El Dōjō

Bujinkan no es un deporte. Es un camino.

Lo recalcó muchas veces el Sōke Hatsumi durante años. Aquí no entrenamos para demostrar quién tiene la mejor técnica ni para subir de grado antes que los demás. Entrenamos para conocernos, para aprender a leer la intención en el silencio, para movernos con serenidad incluso cuando el entorno se derrumba.

Bujinkan es un camino. Un sendero antiguo que nos enseña a sobrevivir y mantenernos en equilibrio, tanto en medio del caos como en la calma más serena. No entrenamos para competir, entrenamos para comprender la vida.

Budō no es deporte

El entrenamiento de Budo Taijutsu incluye golpeo, escapes, sistemas de armas. No es un deporte, por ello no existen competencias o trofeos. Los grados son otorgados cuando el alumno demuestra cierto grado de destreza y comprensión del sistema.

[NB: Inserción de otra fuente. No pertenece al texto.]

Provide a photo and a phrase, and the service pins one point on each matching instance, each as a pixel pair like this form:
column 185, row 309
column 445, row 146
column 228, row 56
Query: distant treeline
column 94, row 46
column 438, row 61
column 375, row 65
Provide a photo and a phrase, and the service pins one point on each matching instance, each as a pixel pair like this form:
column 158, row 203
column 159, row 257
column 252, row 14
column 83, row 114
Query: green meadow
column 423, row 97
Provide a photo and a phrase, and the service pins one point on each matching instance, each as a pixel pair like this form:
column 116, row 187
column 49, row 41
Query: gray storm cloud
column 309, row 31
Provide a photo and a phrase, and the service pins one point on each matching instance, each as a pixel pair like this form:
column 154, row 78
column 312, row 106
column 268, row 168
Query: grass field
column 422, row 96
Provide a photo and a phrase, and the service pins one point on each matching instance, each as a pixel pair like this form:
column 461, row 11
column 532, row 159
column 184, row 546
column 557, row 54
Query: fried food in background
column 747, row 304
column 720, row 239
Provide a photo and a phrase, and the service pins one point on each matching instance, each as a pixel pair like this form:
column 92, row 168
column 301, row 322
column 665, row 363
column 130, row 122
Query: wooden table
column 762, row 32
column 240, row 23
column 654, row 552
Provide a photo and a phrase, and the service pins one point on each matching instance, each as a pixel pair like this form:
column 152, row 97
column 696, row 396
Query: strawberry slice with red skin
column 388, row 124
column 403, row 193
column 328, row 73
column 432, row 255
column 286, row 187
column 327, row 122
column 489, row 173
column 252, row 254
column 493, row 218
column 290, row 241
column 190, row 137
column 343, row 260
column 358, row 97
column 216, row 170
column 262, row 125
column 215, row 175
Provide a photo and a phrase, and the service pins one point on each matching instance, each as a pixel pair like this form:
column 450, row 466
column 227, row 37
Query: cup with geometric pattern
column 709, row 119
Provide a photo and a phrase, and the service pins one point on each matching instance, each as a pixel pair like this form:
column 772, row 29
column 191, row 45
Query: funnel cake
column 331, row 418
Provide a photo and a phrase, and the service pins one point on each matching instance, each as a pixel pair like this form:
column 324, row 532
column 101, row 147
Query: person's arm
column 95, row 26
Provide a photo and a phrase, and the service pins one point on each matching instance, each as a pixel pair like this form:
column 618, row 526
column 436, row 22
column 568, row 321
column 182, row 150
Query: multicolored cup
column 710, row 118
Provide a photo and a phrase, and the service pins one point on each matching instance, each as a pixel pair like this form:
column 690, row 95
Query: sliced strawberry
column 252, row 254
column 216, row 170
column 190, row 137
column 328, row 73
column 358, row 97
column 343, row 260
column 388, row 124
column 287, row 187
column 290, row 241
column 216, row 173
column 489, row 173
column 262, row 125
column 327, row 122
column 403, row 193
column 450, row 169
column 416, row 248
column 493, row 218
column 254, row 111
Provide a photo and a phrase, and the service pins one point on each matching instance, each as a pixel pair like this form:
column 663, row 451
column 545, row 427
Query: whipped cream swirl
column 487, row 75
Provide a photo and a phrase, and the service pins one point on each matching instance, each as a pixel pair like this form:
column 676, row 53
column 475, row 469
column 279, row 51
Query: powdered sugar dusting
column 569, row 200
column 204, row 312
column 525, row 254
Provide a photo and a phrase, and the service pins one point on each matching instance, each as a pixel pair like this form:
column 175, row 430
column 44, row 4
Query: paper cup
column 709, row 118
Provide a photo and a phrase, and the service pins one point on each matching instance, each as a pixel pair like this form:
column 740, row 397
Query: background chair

El entrenamiento de Budo Taijutsu

* Desarrollar la capacidad de autodefensa y defensa a terceros
* Mantener la actitud compasiva ante otros
* Cultivar un estilo de vida natural

La iniciación en el Budo Taijutsu se centra en:

* Junan Taiso
* Ukemi
* Sanshin no kata
* Kihon Happo

Seijaku — la quietud viva

Buscamos que el entrenamiento no sea una acumulación de técnicas ruidosas ni una demostración de ego. Con los años, el ruido del cuerpo se disipa y aprendemos a movernos desde un centro relajado, donde la quietud convive con la respuesta marcial.

Del Roji al Dōjō

El practicante no entra al tatami de forma abrupta. Al ceñirse el keikogi ejecuta su propio ritual de purificación: se desviste de sus títulos, frustraciones y roles sociales. Bajo el manto del uniforme, todos vuelven a una igualdad primigenia.

Bufu Ikkan — las tradiciones marciales en un camino recto

El verdadero Budō no busca ser admirado: busca ser vivido. Es la práctica silenciosa que nos enseña a respirar en medio de la tormenta, a actuar sin rencor, a ayudar sin esperar reconocimiento. No se trata de ganar. Se trata de trascender.